Today, I underwent a very painful (but not at all risky!) medical procedure to drain an abscess. I had a short daydream about what would happen if a nurse tried to use healing touch on me.
Nurse hovers hands above me, moves them back and forth.
"Uh, what are you doing?"
"I'm manipulating your bioenergetic field with my hands. I'm a trained practitioner of healing touch."
"You're using healing touch? On me? I know the placebo effect is most effective on subjective symptoms such as pain, but do you realize that I don't even slightly believe in the effectiveness of healing touch? The placebo effect won't do me any good."
"It's not the placebo effect. Studies have shown..."
"Stop it already! It's stressing me out!"
I imagine healing touch rather than any other alternative medicine because we talked about it a lot at UCLA. I remember at the UCLA hospital, they allowed someone to give a lecture on healing touch, and we were pretty mad about this. She also swung a pendulum with her hand to assess patients' energy fields. I find myself wondering how this reduces patient stress, knowing that your nurse practices spiritual medicine in addition to real medicine.

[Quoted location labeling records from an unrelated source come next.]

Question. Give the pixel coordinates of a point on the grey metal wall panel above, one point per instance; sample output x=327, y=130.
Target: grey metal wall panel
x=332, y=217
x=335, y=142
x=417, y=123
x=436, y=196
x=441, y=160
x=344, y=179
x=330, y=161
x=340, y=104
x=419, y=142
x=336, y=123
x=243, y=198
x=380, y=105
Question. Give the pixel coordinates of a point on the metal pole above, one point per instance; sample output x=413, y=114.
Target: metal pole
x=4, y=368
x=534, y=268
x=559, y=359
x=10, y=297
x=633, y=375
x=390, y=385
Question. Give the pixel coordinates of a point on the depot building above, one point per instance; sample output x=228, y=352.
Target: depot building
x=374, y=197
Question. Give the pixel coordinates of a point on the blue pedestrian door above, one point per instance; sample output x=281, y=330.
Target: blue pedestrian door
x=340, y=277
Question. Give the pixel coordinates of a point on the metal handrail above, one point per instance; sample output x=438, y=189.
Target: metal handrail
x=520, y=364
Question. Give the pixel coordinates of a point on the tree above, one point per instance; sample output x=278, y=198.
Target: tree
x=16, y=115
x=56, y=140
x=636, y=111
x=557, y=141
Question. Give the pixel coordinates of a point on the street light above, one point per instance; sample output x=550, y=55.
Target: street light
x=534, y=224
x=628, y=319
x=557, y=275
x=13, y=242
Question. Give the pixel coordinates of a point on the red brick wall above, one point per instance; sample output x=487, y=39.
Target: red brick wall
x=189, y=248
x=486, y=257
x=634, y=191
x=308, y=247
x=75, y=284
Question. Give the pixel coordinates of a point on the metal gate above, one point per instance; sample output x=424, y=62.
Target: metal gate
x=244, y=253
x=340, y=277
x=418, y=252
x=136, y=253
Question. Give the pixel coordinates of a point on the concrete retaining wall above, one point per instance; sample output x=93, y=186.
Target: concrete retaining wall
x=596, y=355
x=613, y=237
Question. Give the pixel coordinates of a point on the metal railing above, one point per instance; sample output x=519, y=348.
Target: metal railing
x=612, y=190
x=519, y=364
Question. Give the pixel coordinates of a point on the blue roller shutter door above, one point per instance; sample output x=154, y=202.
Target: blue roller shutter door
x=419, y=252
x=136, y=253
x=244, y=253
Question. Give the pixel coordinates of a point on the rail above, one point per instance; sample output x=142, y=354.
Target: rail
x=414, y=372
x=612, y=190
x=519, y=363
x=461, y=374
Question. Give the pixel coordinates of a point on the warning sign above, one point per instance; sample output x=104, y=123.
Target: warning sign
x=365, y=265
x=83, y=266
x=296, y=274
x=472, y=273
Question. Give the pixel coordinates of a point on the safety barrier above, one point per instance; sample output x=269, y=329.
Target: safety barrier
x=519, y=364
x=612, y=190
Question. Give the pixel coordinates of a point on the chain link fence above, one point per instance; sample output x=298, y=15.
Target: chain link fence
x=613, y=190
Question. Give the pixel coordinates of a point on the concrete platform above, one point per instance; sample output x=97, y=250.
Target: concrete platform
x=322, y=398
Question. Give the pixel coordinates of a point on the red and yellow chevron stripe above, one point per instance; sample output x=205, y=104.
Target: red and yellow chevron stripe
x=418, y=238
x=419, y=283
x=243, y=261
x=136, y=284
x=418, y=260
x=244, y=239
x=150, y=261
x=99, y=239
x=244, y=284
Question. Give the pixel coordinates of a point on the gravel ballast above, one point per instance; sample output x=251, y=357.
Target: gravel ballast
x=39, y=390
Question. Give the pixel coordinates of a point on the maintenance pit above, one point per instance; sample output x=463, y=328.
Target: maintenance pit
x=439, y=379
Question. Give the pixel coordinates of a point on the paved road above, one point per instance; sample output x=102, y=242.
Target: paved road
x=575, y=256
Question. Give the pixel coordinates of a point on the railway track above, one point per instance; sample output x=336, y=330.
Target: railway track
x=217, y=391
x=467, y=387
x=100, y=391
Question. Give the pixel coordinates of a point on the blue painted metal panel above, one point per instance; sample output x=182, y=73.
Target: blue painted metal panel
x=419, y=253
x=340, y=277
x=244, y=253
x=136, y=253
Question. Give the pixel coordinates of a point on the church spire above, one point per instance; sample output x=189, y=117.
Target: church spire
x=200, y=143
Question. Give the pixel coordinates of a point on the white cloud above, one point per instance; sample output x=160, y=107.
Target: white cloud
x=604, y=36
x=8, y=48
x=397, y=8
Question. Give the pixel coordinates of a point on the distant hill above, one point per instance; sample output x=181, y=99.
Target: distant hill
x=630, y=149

Of course, my daydream is completely counterfactual, so there's no reason to think that's actually what would happen. However, I do remember hearing that healing touch is also practiced on sleeping patients. Why? Even if we felt the practice was justified by the positive placebo effects, the placebo effect is not going to work unless the patients are at least aware that healing touch is being used.
(Also, part of the placebo effect, though not all, is a self-reporting bias. Patients want their medicine to work, so they report less pain, even if they are not actually experiencing less pain.)